Funding and disclosures:  , The work was supported in part by grants from the NIH ( U01MH114825, R35NS097305, P01NS083513, R01NS123912, K99MH131832 ). Kriegstein is a co-founder, consultant and director of Neurona Therapeutics. For all other funding, see the paper.
About this genetics, brain cancer, and autism research news
Author: Levi Gadye
Source: UCSF
Contact: Levi Gadye – UCSF
Image: The image is credited to Neuroscience News
Original Research: Open access.
Arnold Kriegstein and colleagues ‘” The developing human neocortex exhibits both cellular and molecular dynamics.” are the paper’s title.

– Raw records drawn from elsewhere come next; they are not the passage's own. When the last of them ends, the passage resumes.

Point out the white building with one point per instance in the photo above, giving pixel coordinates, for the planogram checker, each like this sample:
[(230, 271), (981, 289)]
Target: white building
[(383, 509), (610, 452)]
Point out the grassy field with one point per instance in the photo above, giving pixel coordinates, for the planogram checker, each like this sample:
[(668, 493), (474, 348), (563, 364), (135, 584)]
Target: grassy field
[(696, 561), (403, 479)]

Nature
Abstract
The developing human neocortex exhibits both cellular and molecular dynamics.
The human neocortex develops in a highly dynamic manner, involving complex cellular pathways that are controlled by gene regulation.

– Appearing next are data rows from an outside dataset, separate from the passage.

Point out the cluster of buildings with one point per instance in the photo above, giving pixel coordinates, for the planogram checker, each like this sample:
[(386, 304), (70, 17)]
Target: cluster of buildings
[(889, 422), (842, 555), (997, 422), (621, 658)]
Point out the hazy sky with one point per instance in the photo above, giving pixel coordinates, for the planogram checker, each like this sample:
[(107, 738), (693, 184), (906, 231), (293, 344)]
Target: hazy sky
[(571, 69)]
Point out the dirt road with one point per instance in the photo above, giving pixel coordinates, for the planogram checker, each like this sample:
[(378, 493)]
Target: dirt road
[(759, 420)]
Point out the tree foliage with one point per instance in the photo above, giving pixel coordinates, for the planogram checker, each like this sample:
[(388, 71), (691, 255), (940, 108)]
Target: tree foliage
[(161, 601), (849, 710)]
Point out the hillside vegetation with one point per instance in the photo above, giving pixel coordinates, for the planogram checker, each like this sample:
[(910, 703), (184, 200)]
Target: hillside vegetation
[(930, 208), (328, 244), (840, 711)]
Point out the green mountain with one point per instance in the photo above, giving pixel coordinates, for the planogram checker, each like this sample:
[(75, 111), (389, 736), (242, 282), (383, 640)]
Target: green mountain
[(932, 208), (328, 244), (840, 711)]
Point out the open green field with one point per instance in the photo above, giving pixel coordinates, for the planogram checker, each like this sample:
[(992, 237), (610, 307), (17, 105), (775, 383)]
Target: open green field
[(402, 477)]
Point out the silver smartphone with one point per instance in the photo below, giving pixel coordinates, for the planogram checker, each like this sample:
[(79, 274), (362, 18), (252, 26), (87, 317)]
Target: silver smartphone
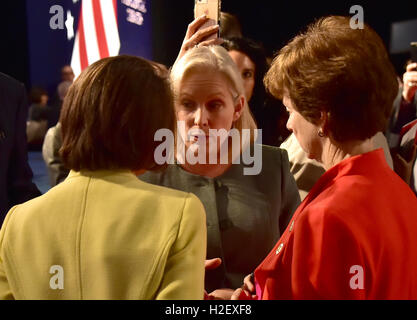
[(211, 8)]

We gathered paired single-nucleus chromatin accessibility and transcriptome data from 38 human neocortical samples that included both the primary visual cortex and the prefrontal cortex.
These samples span five main developmental stages, ranging from the first trimester to adolescence.
To demonstrate spatial organization and intercellular communication, we conducted spatial transcriptomic analysis on a subset of the samples in parallel.
This atlas enables us to catalogue cell-type-specific, age-specific and area-specific gene regulatory networks underlying neural differentiation.
Moreover, combining single-cell profiling, progenitor purification and lineage-tracing experiments, we have untangled the complex lineage relationships among progenitor subtypes during the neurogenesis-to-gliogenesis transition.
Tripotential intermediate progenitor cells ( Tri-IPCs ) are a tripotential intermediate progenitor subtype that is responsible for the local production of astrocytes, oligodendrocyte precursor cells, and astrocytes.
Notably, the majority of glioblastoma cells resemble Tri-IPCs at the transcriptomic level, which suggests that cancer cells participate in developmental mechanisms that promote growth and heterogeneity.
Furthermore, by integrating our atlas data with large-scale genome-wide association study data, we created a disease-risk map highlighting enriched risk associated with autism spectrum disorder in second-trimester intratelencephalic neurons.
Our investigation provides insight into the cellular and molecular dynamics of the developing human neocortex.